Dernière mise à jour : 5 novembre 2021

Temps de lecture : 6 minutes

L’efficacité des cigarettes électroniques dans le sevrage tabagique toujours en question

Une méta-analyse a comparé les résultats de 28 publications basées sur études de cohorte et de 8 autres basées sur des études randomisées, et conclut que l’intérêt thérapeutique des cigarettes électroniques dans le sevrage tabagique reste faible.

Les cigarettes électroniques sont souvent présentées comme de possibles outils du sevrage tabagique, mais leur véritable efficacité en la matière fait encore débat et les nombreuses études publiées sur ce sujet sont contradictoires. Les partisans des cigarettes électroniques estiment qu’elles permettent d’obtenir des taux d’abstinence supérieurs à ceux obtenus avec les traitements nicotiniques de substitution, tandis que leurs détracteurs considèrent qu’elles n’aident pas véritablement au sevrage tabagique et qu’elles ont même tendance à accentuer la dépendance nicotinique. Une équipe de chercheurs suédois a donc tenté de départager ces points de vue à l’aide d’une méta-analyse de la littérature scientifique[1].

Un niveau de preuve scientifique « faible » à « très faible »
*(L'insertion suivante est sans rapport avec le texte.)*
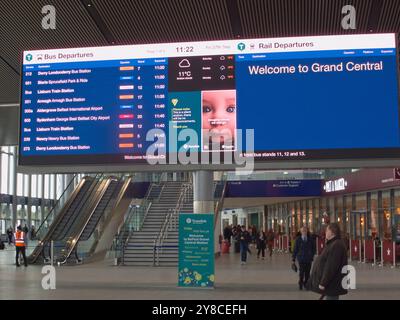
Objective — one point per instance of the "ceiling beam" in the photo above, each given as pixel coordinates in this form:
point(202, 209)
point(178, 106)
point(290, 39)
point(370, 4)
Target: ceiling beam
point(234, 17)
point(99, 22)
point(11, 66)
point(374, 15)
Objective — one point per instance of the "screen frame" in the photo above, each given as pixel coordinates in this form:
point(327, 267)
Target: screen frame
point(259, 164)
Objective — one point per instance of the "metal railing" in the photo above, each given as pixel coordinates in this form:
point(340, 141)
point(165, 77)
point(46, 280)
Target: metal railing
point(170, 223)
point(137, 215)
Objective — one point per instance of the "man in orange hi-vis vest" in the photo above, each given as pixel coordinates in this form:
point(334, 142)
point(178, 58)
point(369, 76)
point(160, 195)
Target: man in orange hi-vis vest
point(20, 246)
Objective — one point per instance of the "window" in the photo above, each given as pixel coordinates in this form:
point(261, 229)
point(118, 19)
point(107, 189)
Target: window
point(26, 185)
point(34, 190)
point(386, 217)
point(46, 186)
point(374, 213)
point(52, 187)
point(4, 172)
point(20, 183)
point(40, 186)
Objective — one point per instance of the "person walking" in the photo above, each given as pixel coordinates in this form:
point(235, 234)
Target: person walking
point(20, 246)
point(304, 251)
point(261, 244)
point(228, 234)
point(10, 233)
point(326, 277)
point(270, 241)
point(244, 240)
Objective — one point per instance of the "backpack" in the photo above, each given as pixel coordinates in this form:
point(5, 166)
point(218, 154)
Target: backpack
point(316, 276)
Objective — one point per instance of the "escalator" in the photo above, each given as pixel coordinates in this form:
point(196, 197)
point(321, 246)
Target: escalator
point(59, 221)
point(86, 232)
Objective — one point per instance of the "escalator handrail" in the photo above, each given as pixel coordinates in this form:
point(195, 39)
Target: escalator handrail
point(34, 255)
point(93, 187)
point(89, 218)
point(218, 207)
point(122, 195)
point(58, 200)
point(77, 227)
point(112, 197)
point(86, 200)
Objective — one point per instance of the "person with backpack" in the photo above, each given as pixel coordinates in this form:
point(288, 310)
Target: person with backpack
point(261, 241)
point(20, 246)
point(304, 251)
point(270, 241)
point(244, 240)
point(326, 277)
point(10, 233)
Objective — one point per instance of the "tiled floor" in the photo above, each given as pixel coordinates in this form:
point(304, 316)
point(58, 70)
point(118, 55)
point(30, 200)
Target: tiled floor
point(268, 279)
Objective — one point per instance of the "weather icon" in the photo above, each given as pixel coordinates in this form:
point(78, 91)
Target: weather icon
point(184, 63)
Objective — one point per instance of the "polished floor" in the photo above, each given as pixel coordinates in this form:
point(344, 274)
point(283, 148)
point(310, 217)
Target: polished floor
point(258, 279)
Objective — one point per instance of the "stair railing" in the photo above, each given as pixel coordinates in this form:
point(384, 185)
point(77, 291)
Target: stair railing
point(140, 215)
point(170, 222)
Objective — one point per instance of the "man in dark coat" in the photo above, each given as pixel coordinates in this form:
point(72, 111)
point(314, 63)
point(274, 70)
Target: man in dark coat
point(327, 276)
point(244, 240)
point(228, 234)
point(304, 251)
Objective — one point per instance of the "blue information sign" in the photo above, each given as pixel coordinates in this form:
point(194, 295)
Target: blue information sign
point(196, 250)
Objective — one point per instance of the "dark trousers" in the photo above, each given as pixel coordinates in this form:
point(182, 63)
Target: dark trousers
point(270, 249)
point(262, 250)
point(304, 272)
point(243, 251)
point(22, 251)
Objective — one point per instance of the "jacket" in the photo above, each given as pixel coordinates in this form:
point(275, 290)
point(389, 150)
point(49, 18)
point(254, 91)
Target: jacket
point(304, 251)
point(244, 237)
point(327, 269)
point(261, 243)
point(20, 239)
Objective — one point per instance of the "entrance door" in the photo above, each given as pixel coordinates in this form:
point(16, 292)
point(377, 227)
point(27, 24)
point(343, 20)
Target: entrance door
point(358, 225)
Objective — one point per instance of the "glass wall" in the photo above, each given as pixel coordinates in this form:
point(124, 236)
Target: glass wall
point(23, 188)
point(361, 216)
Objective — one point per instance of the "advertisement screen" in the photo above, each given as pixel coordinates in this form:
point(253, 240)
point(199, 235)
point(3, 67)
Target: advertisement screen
point(283, 99)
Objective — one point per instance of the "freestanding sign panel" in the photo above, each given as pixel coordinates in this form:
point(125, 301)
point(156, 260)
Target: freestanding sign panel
point(396, 229)
point(196, 250)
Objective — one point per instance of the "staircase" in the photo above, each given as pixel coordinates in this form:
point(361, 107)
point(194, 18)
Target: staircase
point(168, 254)
point(140, 246)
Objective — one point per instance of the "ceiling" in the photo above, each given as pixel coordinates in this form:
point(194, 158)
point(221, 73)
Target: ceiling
point(104, 22)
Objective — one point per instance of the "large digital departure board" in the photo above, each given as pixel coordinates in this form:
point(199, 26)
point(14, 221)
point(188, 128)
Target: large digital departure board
point(308, 98)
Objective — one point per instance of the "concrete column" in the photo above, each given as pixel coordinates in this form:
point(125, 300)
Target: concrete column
point(203, 198)
point(42, 214)
point(29, 204)
point(203, 201)
point(13, 170)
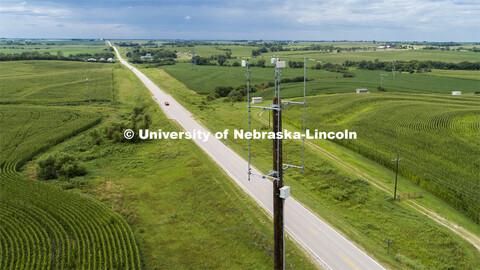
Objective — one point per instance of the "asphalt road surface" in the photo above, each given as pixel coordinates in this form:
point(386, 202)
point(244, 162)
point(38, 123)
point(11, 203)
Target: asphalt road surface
point(329, 248)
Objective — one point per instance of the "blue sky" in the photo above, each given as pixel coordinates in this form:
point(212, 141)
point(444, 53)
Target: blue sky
point(430, 20)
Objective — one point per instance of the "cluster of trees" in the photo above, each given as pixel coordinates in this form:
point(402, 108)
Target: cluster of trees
point(411, 66)
point(47, 56)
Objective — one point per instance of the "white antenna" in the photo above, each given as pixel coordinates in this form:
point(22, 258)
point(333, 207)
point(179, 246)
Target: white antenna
point(281, 192)
point(393, 68)
point(194, 61)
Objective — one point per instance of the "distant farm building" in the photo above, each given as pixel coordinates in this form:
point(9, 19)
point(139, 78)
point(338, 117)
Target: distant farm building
point(257, 100)
point(361, 90)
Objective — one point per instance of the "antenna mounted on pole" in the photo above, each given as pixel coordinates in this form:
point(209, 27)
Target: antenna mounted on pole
point(193, 61)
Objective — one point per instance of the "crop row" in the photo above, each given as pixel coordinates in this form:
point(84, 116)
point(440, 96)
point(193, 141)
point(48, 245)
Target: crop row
point(45, 228)
point(439, 140)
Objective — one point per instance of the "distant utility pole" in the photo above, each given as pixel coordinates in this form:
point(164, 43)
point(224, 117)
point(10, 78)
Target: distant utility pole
point(382, 79)
point(278, 230)
point(396, 175)
point(194, 61)
point(88, 90)
point(280, 192)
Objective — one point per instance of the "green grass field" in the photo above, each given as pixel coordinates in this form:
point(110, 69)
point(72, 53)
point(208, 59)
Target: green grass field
point(351, 204)
point(55, 82)
point(431, 132)
point(43, 226)
point(387, 55)
point(206, 78)
point(67, 47)
point(463, 74)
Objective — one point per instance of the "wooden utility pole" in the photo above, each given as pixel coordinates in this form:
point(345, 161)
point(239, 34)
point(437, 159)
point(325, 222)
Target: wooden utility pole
point(278, 237)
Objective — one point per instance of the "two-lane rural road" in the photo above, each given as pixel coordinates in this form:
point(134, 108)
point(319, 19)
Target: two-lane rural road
point(330, 249)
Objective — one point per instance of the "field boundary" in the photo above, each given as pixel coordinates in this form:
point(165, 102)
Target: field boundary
point(468, 236)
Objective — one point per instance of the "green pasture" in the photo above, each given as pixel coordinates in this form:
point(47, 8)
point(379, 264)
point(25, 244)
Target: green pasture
point(206, 78)
point(381, 55)
point(352, 205)
point(172, 207)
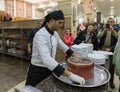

L’équipe suédoise a d’abord procédé à une revue de la littérature scientifique ayant trait à l’utilisation de cigarettes électroniques dans le sevrage tabagique. Elle a retenu 28 publications basées sur 26 études de cohorte et 8 publications basées sur 7 études contrôlées randomisées, les critères d’inclusion étant la présence d’un groupe contrôle, un suivi sur au moins trois mois et une présentation des résultats permettant le calcul des risk ratios. Les études de cohorte et les études randomisées ont été traitées séparément. Au total, la méta-analyse s’appuie sur une base de 39 147 participants.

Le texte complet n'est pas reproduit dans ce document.